June 10, 2010 3 comments

Osaka Castle was built originally by Toyotomi Hideyoshi, Japan’s revolutionary leader in the late 16th century who rose from peasantry to become one of the three unifiers of Japan and put an end to a long, bloody period of feudal warfare. Completed in 1597, the castle was the largest, most intimidating castle in Japan at the time, and it overlooked and provided the catalyst for the rapid growth of Osaka, which would become the “merchant’s capital” and economic engine of Japan during the Edo Period (1600-1868). Hideyoshi’s son, Hideyori, would resist the forces of the shogun Tokugawa Ieyasu, who took power after Hideyoshi’s death. Hideyori would defend against two assaults using Osaka Castle as a base before committing suicide with his mother when the battle was lost.

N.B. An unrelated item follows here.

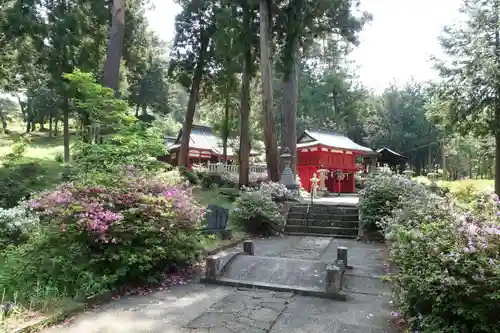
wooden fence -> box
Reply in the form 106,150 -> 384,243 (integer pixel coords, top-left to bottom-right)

Hideyoshi’s castle was destroyed after the battle, and the rebuilt version once again during a fire; the current structure is a faithful reconstruction (except for use of concrete) from the 1930s, renovated in 1997 to express the feel of original more closely. The moats and walls are almost all original, and one of the turrets is also an original. The inside of the castle has been turned into an in informative and interesting history museum, and the view from the top of the keep provides a great way to see the whole city. Osaka Castle Park is lovely, especially when the cherry blossoms are blooming, when the plum blossoms are blooming, and when the autumn leaves are changing. You can also see Hokoku Shrine, one of the many temples built to honor Hideyoshi, within the park grounds.
While some criticize Osaka Castle because it is a re-creation, I would argue, without getting into a deep discussion about the true significance of historical monuments, that it is still fulfills the roles it was primarily intended to play–namely, that of impressing visitors and of acting as a symbol of Osaka. Some scoff at the elevator attached to provide access to the entrance, but from my perspective, it provides an equal chance for all people, no matter their physical condition or health, to visit this important site.

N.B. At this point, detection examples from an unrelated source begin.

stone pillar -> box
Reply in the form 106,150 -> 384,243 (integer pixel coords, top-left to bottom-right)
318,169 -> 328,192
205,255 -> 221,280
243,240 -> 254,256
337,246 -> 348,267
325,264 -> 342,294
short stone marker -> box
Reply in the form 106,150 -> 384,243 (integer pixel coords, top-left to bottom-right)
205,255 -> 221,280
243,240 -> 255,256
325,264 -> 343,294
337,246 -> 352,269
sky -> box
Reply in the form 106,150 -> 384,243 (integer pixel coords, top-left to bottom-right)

In summary, Osaka Castle is a must-see for any visitor to the city, and its park (one of the most beautiful and well-planned around), its event facilities and its sightseeing boat dock pier make this one of the most important sightseeing spots in the city.

Access: Directly outside Morinomiya (Chuo and Nagahori Tsurumi-ryokuchi Subway Lines, JR Loop Line), 5 min. walk from Tanimachi 4-chome Station (Tanimachi and Chuo Subway Lines), 5 min. walk from Tenmabashi Station (Tanimachi Subway Line, Keihan Subway Line), 10 min. walk from Osakajo-kitazume Station (JR Tozai Line), 10-15 min. walk from Kyobashi Station (JR Loop Line, JR Tozai Line, JR Gakkentoshi Line/Katamachi Line, Keihan Lines, Nagahori Tsurumi-ryokuchi Subway Line), 5 min. walk from Osaka Business Park Station (Nagahori Tsurumi-ryokuchi Subway Line), or 5 min. walk from Osakajo-koen Station (JR Osaka Loop Line). Many of the Aqua Bus sightseeing boats stop at the park, also. A PDF version of the map in English, which includes many of the stations mentioned, is available here.

Costs: Osaka Castle Museum costs 600 yen per adult, and is free for guests 15 years of age or younger. There are also group discounts. Entrance to the park is free.

Hours: Osaka Castle, which has a museum and an open-air observatory from the top, is open 9 am to 5 pm (closed from Dec. 28 to Jan.), and guests are admitted until 30 min. before closing time. The park is open at all times. Castle facilities are open until 7 pm during the summer (July 17 to Aug. 29).